Restou patente que o hotel não oferece a segurança necessária aos consumidores.
Claro está, portanto, que a legislação em vigor tutela os interesses relativos à
integridade dos consumidores de serviços e produtos, estando o Ministério
Público legitimado a defender em Juízo tais interesses.

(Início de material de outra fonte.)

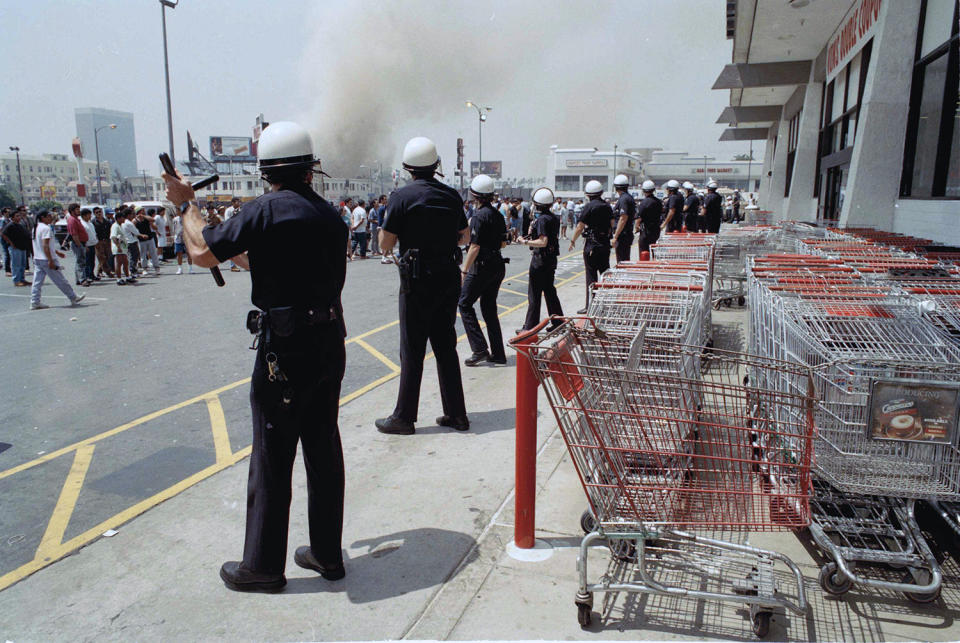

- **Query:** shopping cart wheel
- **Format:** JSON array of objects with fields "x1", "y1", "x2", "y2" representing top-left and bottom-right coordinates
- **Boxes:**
[
  {"x1": 751, "y1": 611, "x2": 771, "y2": 638},
  {"x1": 580, "y1": 509, "x2": 598, "y2": 534},
  {"x1": 577, "y1": 602, "x2": 592, "y2": 626},
  {"x1": 902, "y1": 569, "x2": 941, "y2": 603},
  {"x1": 818, "y1": 562, "x2": 852, "y2": 596},
  {"x1": 738, "y1": 296, "x2": 746, "y2": 306}
]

Tal situação está a reclamar uma pronta e enérgica resposta do Poder Judiciário,
evitando danos maiores. Evidente o flagrante desrespeito ao consumidor, devendo,
portanto, o Poder Judiciário coibir tal conduta, a fim de que a vontade concreta
da Lei seja atuada.
Consoante o artigo 12 da Lei nº7.347/85, é cabível a concessão de medida
liminar, com ou sem justificação prévia, nos próprios autos da ação civil
pública, sem a necessidade de se ajuizar ação cautelar (neste sentido, veja-se
RJTJSP 113/312).
Como ensinam os modernos processualistas, o processo é instrumento de
pacificação social, devendo proporcionar tudo aquilo que o autor receberia não
fosse a pretensão resistida do réu.
Ou, no dizer do Grande Mestre Cândido Rangel Dinamarco, em sua magistral obra “A
Instrumentalidade do Processo”, “a função jurisdicional e a legislação estão
ligadas pela unidade do escopo fundamental de ambas: a paz social.” (p.159 - 3ª
edição - Malheiros Editores).
Emerge da situação fática que a tutela liminar é a única hábil e capaz de evitar
danos irreparáveis ou de difícil reparação.
A liminar que ora se pleiteia vem prevista no artigo 12 da Lei n°7.347/85.
Pertinente é o magistério de José Carlos Barbosa Moreira, ao se referir à tutela
preventiva dos interesses coletivos ou difusos:
“Se a Justiça civil tem aí um papel a desempenhar, ele será necessariamente o de
prover no sentido de prevenir ofensas a tais interesses, ou pelo menos de
fazê-las cessar o mais depressa possível e evitar-lhes a repetição; nunca do de
simplesmente oferecer aos interessados o pífio consolo de uma indenização que de
modo nenhum os compensaria adequadamente do prejuízo acaso sofrido, insuscetível
de medir-se com o metro da pecúnia”. (in Temas de Direito Processual, 1988,
p.24).
No mesmo diapasão, Rodolfo Camargo Mancuso:
“Cabe ressaltar, desde logo, que o art. 4° contém uma particularidade: a
acautela não é apenas preventiva, como seria curial, mas pode conter um facere,
tudo em ordem a “evitar o dano ao meio ambiente, ao consumidor...” etc., quer
dizer: a nível preventivo, já se pode obter um provimento de conteúdo
executório, v.g.; ...o industrial cuja empresa lança poluentes na atmosfera,
será constrangido, desde logo, a instalar os equipamentos antipoluentes;” (in
Ação Civil Pública, Revista dos Tribunais, 4ª edição, p.137).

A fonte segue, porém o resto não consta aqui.